Glad you are underway Lou-Ann. My recommendation with any of this stuff is to be proactive. I learned this through experience of three different clinics! I would check the GP letter has been done with the surgery, if not then chase up and get them to fax to the hospital. If they have done it, I'd call the hospital and check out their waiting times and see if they can make the appointment over the phone if they've got the letter. I chased everything and soon found that I needed to....despite being a paying customer, you'd be surprised how much the general NHS malaise still applies (being an NHS employee I feel OK about saying this!). Good luck with it and just make sure you don't leave it to "them" to put you first or to think about foward planning in relation to tests etc. Don't know if you've had the usual tests with the GP? If not, it's worth getting it done while you are waiting...will save you time and money...I can let you know what you'll probably need but their website ought to confirm what initial screen requires.

Exciting stuff!!

Muddy


----------



## lulumead

hello other IUI-er's

Lou-Ann, good to hear its all progressing.  Am hoping I can arrange my counselling appointment so that I can get going in November! but who knows!

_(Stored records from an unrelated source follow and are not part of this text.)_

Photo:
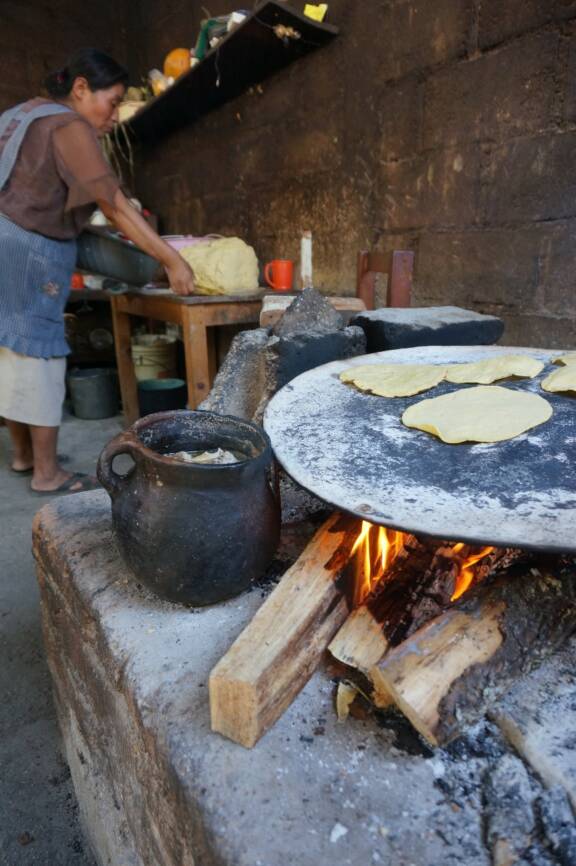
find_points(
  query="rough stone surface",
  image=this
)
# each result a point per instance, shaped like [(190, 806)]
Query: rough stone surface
[(239, 383), (157, 788), (396, 328), (538, 717), (309, 311), (559, 825)]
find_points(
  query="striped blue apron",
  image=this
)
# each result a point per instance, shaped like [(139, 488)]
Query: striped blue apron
[(35, 271)]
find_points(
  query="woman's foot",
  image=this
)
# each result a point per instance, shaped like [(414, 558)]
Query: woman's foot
[(64, 482)]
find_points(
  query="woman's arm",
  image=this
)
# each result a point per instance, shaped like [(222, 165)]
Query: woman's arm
[(127, 219)]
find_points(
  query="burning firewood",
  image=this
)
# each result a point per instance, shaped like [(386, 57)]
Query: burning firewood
[(455, 666), (277, 653)]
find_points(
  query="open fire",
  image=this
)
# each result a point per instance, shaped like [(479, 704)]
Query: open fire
[(377, 548)]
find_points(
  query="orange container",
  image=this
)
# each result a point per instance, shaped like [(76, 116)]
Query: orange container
[(279, 274)]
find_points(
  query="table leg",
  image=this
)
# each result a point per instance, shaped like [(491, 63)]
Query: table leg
[(126, 374), (199, 355)]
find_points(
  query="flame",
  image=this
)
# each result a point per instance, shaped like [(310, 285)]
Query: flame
[(375, 550), (466, 573)]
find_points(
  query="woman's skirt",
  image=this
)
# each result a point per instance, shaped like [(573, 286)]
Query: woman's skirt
[(31, 389), (35, 275)]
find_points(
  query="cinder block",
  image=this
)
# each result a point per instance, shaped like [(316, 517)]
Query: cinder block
[(500, 21), (505, 93), (531, 179), (398, 328), (476, 268), (439, 188)]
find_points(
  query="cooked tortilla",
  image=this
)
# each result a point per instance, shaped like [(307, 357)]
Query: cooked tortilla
[(394, 380), (493, 369), (561, 380), (487, 413)]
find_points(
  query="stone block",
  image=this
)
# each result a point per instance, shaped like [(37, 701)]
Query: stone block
[(240, 381), (400, 38), (492, 97), (531, 179), (157, 788), (398, 110), (538, 716), (542, 331), (439, 188), (498, 267), (397, 328), (309, 311), (501, 21)]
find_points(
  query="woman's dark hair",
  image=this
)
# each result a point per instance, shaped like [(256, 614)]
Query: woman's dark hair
[(100, 71)]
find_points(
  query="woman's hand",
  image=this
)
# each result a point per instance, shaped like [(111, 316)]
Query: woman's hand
[(180, 276)]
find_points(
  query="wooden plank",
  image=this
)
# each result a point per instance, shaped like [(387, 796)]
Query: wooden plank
[(448, 672), (277, 653), (124, 362), (252, 52)]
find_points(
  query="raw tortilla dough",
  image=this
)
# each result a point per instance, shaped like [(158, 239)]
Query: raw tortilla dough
[(487, 413), (394, 380), (485, 372), (561, 380), (570, 358)]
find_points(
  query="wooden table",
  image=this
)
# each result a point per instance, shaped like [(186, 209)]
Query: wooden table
[(197, 315)]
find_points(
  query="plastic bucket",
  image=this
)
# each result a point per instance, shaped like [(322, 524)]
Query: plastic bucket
[(94, 393), (161, 395), (154, 357)]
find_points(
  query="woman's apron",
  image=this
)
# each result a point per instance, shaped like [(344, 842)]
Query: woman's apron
[(35, 271)]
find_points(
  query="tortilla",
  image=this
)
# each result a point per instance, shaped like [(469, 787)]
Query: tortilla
[(570, 358), (394, 380), (561, 380), (487, 413), (492, 369)]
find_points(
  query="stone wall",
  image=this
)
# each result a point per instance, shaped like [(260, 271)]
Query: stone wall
[(37, 37), (446, 127)]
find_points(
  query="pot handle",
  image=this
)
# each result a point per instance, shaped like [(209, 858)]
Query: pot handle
[(124, 443)]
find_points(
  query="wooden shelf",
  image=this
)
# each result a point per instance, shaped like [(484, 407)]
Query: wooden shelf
[(248, 55)]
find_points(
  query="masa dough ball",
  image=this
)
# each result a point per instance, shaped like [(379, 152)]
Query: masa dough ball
[(224, 266)]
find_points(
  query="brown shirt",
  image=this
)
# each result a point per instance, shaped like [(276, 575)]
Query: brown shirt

Esperanza, are you still waiting for AF?  how frustrating.

xx


----------



## Lou-Ann

Hi, just to let you know I've had my first appointment come through for 18th November at BWH - thought that was quite quick!!   

Lulu, have you managed to arrange your counselling session yet?

Esperanza, any sign of   ??

Hope everyone else is okay  

Lou-Ann x


----------



## dottiep

Lou-Ann - great that you can get started. It'll fly by.
Dx


----------



## lulumead

great news lou-ann. I've got my counselling on 12th November, am hoping that means I can still be squirted this cycle which would be 21st ish of November.
xx


----------



## Lou-Ann

Lulu, you do make me giggle with your teminology 'squirted'   !!  Good luck for your counselling session 

Lou-Ann x


----------



## lulumead

thanks! i sometimes find it hard to get my head around it all, so being a bit cheeky about it makes it seem more do-able! How you feeling about getting going? I'm excited and terrified in equal measure.
xx


----------



## Elpida

I finished the 5 day course of Norethisterone on Friday and hopefully I can expect something to happen 2 - 5 days from then .... Not a sign so far though. I'm in the foulest mood, but I'm not sure whether that's because of the hormones  or because I'm exhausted after my trip to Berlin.

Good news about your appointment date Lou-ann and lulu great that you have a counselling appointment.


----------



## Sima

Lou-Ann -- your appointment came through very quickly.   I hope this a sign of good things to come

Sima


----------



## Lou-Ann

Esperanza, sorry you're not feeling too great   . Hope that the drugs have done the trick and AF will show up early part of next week so you can get going  

Lulu, have to admit that I also feel both excited and nervous about getting going. I think that there's still a way to go before I start the IUI tx as this appointment is with the gynae dept to check everything is okay, will then have to have the counselling sessions, etc.  

Lou-Ann x


----------



## lulumead

Hi Esperanza, hope hormones are calming down and AF appears soon so you can get going. when do you think you will be heading for the squirt be funny if we were there at the same time.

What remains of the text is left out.